JeJu

Smells Fishy

In restaurant on 03/22/2009 at 5:19 pm

One of the great cultural landmarks in a Harlem neighborhood is the fish market. Otherwise, they aren’t to be found between there and Chinatown, except in those ridiculously priced sushi-grade joints like at Chelsea market or the Upper West Side Zabar’s where the cheapest flesh is $15/lb. These Harlem jewels are hole-in-the-wall purveyors of not-so-fresh red eyed fish with dirty tanks of old lobsters in the back.

In a fish market, you can find the opposite of gourmet cuisine, but why go to A Salt and Battery for overpriced British fish sticks when you can go to the counter at one of these fish markets and get crispy, fresh-fried whole filets of soft, flaky goodness, topped with as much greasy squirt bottles full of watered down hot sauce, lemon juice, ketchup and tartar sauce as you want, for 1/3 the price? For less than $5, we get our choice of whiting, flounder, and several other varieties. You could also get convection oven-steamed versions of the same dishes, packed in paper and styrofoam boxes, sealed with a ring of rubberband.

There’s usually a stained bench or rickety chair to sit on, and the floor is slick with fish juice, but what’s better than inhaling these ocean critters while watching the comings and goings of the neighborhood folks as they poke and prod and point, while gingerly holding their plastic baskets of raw whole fish? Can’t get better ambience than this, except maybe at the barber shop. This afternoon we were privy to a conversation about fish heads, and how much so-and-so’s dad loved to eat them.

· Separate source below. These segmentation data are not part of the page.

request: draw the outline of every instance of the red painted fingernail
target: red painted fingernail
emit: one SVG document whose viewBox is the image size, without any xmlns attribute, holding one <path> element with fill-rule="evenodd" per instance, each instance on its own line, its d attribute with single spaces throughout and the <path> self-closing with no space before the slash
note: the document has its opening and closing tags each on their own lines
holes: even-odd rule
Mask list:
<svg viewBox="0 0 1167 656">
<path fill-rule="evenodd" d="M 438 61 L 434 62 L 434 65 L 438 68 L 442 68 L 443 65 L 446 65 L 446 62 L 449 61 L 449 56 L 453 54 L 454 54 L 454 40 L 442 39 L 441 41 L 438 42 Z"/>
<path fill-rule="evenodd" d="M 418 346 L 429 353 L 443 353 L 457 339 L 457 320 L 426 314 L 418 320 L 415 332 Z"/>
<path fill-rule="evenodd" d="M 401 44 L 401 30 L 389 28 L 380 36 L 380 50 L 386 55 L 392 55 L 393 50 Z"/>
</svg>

The one we particularly like lives in the shadows of Lenox Terrace on 133rd St., the projects-like housing complex behemoth that boasts the likes of Congressman Charlie Rangel, of recent tax-evading and rent-controlled housing-hoarding fame, as its resident. Some of my classmates and professors also live there. We discovered it one day on our Goodwill-shopping spree. It’s currently in the same strip of shops as a Mormon church outpost and a Porsche/Rolls Royce dealership. Last year in the fall, we used to walk briskly from the fish market to our garden and chomp down our feast there. There’s a Sound of Music-type gazebo and wrought-iron trimmed benches under the shade of peach and plum trees, besides the hordes of mosquitoes.

If you’re ready for the mean streets of fish feeding, put on your grungiest pair of dungarees, BYOB and grab a fistfull of dollars. These joints are usually cash only, Spanish-speaking, Korean-owned dives, miles away from anything Seattle’s Pike’s Place has to offer. Just point to the pre-battered filet of your choice and make sure your belly is beyond empty. One ‘sandwich’ order is plenty for two healthy appetites. Sop up any remaining juices with the accompanying Wonder bread. This is definitely the meal of champions.